Here was a new image in his softscreen. A squid, flashing signs at him, a mixture of the passing cloud and a sign he’d taught Sheena himself, the very first sign: Look at me. Dan. Look at me. Dan. Dan. Dan.
He couldn’t believe it. “Sheena?”
He had to wait the long seconds while his single word, translated to flashing signs, was transmitted across space.
Sheena Six.
“Oh.” One of the young.
The squid turned, strong and confident, and through a forest of arms predator eyes seemed to study him.
Dying.
“Sheena Five? I know.”
Water. Water dying. Fish. Squid. Danger near. Why.

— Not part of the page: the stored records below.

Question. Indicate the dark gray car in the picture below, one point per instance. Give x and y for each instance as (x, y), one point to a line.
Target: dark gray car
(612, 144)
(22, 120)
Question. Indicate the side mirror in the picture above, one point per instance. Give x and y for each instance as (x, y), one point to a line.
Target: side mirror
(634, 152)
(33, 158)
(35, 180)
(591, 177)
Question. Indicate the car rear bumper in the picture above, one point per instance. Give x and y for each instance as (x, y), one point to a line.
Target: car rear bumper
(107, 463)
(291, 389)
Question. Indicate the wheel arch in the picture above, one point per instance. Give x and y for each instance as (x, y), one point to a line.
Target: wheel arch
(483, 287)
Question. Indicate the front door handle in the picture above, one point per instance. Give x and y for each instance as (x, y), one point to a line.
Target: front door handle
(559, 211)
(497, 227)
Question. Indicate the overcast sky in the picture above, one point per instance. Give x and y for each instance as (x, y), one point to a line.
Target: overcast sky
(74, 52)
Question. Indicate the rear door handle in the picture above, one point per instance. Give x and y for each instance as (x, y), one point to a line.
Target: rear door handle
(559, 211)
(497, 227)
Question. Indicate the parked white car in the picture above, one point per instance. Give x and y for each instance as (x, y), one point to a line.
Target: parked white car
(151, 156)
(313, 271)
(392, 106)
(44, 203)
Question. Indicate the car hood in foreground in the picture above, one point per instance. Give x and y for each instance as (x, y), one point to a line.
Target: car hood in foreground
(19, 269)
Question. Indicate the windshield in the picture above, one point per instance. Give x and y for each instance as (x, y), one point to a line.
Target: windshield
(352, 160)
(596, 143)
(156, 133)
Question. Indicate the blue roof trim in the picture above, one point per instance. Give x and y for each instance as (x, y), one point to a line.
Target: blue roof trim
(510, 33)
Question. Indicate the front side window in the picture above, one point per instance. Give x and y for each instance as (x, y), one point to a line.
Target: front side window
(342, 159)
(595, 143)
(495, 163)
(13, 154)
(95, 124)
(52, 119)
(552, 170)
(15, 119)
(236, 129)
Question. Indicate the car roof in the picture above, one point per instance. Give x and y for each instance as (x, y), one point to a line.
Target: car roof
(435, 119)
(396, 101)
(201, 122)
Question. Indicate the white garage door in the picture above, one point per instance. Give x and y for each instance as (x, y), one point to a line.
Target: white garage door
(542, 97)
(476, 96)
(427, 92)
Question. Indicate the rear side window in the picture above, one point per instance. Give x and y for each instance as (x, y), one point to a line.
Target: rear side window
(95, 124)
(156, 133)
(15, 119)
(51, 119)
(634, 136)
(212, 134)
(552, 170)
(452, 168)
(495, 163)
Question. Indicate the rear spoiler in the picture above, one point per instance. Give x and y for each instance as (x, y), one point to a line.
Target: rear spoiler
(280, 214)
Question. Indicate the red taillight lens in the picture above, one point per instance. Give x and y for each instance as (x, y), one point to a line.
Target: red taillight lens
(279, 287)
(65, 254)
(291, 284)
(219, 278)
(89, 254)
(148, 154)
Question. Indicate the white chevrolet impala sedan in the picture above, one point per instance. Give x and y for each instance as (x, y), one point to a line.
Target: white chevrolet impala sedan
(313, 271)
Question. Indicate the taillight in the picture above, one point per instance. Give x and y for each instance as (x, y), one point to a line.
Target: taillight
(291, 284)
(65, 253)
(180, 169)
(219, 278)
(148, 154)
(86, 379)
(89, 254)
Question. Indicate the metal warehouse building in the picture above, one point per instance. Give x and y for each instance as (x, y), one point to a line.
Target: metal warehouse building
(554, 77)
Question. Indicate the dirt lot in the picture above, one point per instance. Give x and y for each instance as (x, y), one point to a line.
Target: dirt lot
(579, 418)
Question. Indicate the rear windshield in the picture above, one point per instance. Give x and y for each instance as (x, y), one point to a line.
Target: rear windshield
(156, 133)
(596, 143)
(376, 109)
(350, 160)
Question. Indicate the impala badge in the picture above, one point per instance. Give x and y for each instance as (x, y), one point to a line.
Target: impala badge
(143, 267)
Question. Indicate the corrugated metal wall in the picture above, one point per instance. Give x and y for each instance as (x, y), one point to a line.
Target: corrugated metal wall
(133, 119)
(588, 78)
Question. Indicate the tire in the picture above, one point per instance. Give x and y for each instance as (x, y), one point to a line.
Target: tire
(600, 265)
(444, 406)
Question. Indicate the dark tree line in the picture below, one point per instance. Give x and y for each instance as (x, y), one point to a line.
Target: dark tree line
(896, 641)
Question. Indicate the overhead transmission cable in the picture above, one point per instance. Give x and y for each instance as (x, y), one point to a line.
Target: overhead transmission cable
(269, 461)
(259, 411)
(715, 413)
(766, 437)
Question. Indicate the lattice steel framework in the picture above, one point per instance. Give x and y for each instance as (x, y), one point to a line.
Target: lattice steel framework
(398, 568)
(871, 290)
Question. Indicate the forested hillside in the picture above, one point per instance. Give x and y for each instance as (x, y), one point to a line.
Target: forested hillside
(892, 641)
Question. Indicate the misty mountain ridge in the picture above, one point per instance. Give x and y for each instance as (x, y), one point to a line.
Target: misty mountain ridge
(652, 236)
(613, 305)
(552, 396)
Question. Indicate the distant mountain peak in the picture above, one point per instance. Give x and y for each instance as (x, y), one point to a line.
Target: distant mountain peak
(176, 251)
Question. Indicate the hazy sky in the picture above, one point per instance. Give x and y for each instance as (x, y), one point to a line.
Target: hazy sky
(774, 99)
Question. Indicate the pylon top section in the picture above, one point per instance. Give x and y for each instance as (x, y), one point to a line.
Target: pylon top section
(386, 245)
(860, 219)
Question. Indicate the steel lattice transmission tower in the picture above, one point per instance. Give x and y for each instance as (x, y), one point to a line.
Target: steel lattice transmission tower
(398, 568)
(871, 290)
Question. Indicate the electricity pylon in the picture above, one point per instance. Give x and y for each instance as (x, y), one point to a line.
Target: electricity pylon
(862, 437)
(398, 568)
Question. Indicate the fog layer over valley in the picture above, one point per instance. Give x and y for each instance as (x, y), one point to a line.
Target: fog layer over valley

She’s talking about the habitat biosphere, he realized. She wants me to tell her how to repair the biosphere. “That’s not possible.”
Not. Those immense black eyes. Not. Not. Not. The squid flashed through a blizzard of body patterns, bars and stripes pulsing over her hide, her head dipping, her arms raised. / am large and fierce. I am pa.rrotfi.sh, sea grass, rock, coral, sand. I am no squid, no squid, no squid.